Isaiah, the son of Amos, when he received his divine commission, exclaimed, ‘Woe is me, for I am undone, because I am a man of unclean lips, and I dwell in the midst of a people of unclean lips!’ but the popular minister of New Park Street Chapel has no such trembling forebodings;

no thought of his own unworthiness, no fear that he is trespassing on sacred ground, or that he is attempting a task beyond his powers, impedes the utterance of his fluent tongue. Not a trace of the scholarship, or reading, or severe thought, or God-sent genius, or of that doubt in which there lives more faith than in half the creeds, will you find in the whole of his harangue.
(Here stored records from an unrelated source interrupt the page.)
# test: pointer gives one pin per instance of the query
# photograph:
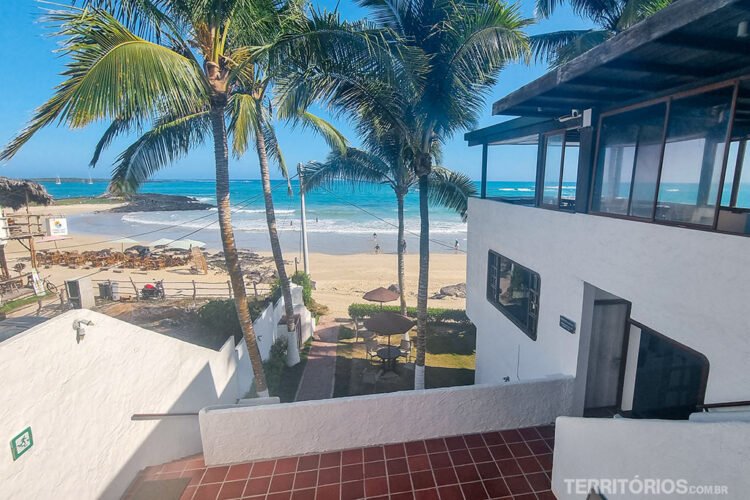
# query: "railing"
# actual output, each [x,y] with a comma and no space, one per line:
[731,404]
[188,289]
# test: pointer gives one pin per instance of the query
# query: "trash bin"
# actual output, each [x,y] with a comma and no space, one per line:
[105,291]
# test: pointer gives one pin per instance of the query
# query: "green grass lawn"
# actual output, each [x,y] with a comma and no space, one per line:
[450,359]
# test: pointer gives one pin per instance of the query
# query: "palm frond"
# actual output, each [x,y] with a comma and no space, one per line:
[451,190]
[546,46]
[544,8]
[355,167]
[335,139]
[170,139]
[273,149]
[636,11]
[243,121]
[112,73]
[581,44]
[118,127]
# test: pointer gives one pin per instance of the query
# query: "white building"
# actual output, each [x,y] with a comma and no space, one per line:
[628,265]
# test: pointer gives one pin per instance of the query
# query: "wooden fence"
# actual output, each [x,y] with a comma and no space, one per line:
[188,289]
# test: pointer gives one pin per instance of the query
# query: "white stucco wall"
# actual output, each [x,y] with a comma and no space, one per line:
[243,434]
[689,285]
[79,398]
[266,325]
[702,454]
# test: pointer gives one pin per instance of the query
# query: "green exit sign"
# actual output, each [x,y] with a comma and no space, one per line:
[21,443]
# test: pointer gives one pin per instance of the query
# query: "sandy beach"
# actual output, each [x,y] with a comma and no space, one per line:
[340,279]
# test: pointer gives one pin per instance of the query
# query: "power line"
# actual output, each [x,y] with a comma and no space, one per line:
[237,207]
[387,221]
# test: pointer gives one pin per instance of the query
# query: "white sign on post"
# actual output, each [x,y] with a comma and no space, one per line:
[57,226]
[21,443]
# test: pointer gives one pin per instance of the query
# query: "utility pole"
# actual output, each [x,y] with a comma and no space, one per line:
[305,253]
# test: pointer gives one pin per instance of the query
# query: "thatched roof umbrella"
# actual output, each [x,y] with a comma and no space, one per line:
[388,323]
[381,295]
[16,193]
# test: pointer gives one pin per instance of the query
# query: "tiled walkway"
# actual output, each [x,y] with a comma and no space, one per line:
[318,377]
[508,464]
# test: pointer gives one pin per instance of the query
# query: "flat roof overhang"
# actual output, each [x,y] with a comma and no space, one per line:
[689,43]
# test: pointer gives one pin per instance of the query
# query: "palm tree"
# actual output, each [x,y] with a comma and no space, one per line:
[357,166]
[138,67]
[182,68]
[610,17]
[449,56]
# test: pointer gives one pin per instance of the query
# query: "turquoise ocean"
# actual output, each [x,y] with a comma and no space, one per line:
[341,219]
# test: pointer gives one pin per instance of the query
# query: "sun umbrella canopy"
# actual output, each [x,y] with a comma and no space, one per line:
[15,194]
[381,295]
[388,323]
[181,244]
On the pulpit, or rather the platform, Mr. Spurgeon imitates Gough, and walks up and down, and enlivens his sermons with dramatic representations. He is ‘hail fellow, well-met’ with his hearers. He has jokes and homely sayings and puns and proverbs for them. Nothing is too sacred for his self-complacent grasp; he is as free and unrestrained in God’s presence as in man’s. Eternity has unveiled its mysteries to him. In the agonies of the lost, in the joys of the redeemed, there is nothing for him to learn. His ‘sweet Saviour,’ as he irreverently exclaims, has told him all. Of course, at times there is a rude eloquence on his lips, or, rather, a fluent declamation, which the mob around takes for such. The orator always soars with his audience. With excited thousands waiting his lightest word, he cannot remain passionless and unmoved. Words

and thoughts are borne to him from them. There is excitement in the hour; there is excitement in the theme; there is excitement in the living mass; and, it may be, as the preacher speaks of a physical hell and displays a physical heaven, some sensual nature is aroused, and a change may be effected in a man’s career. Little causes may produce great events; one chance word may be the beginning of a new and a better life; but the thoughtful hearer will learn nothing, will be induced to feel nothing, will find that as regards Christian edification he had much better have staid at home. At the best Mr. Spurgeon will seem to him a preacher of extraordinary volubility. Most probably he will return from one of Mr. Spurgeon’s services disgusted with the noisy crowding, reminding him of the Adelphi rather than the house of God; disgusted with the common-place prayer; disgusted with the questionable style of oratory; disgusted with the narrowness of the preacher’s creed, and its pitiful misrepresentations of the glorious gospel of the blessed God; disgusted with the stupidity that can take for a divine afflatus brazen impudence and leathern lungs. Most probably he will come back confessing that

Mr. Spurgeon is the youngest, and the loudest, and the most notorious preacher in London—little more; the idol of people who dare not go to theatres, and yet pant for theatrical excitement.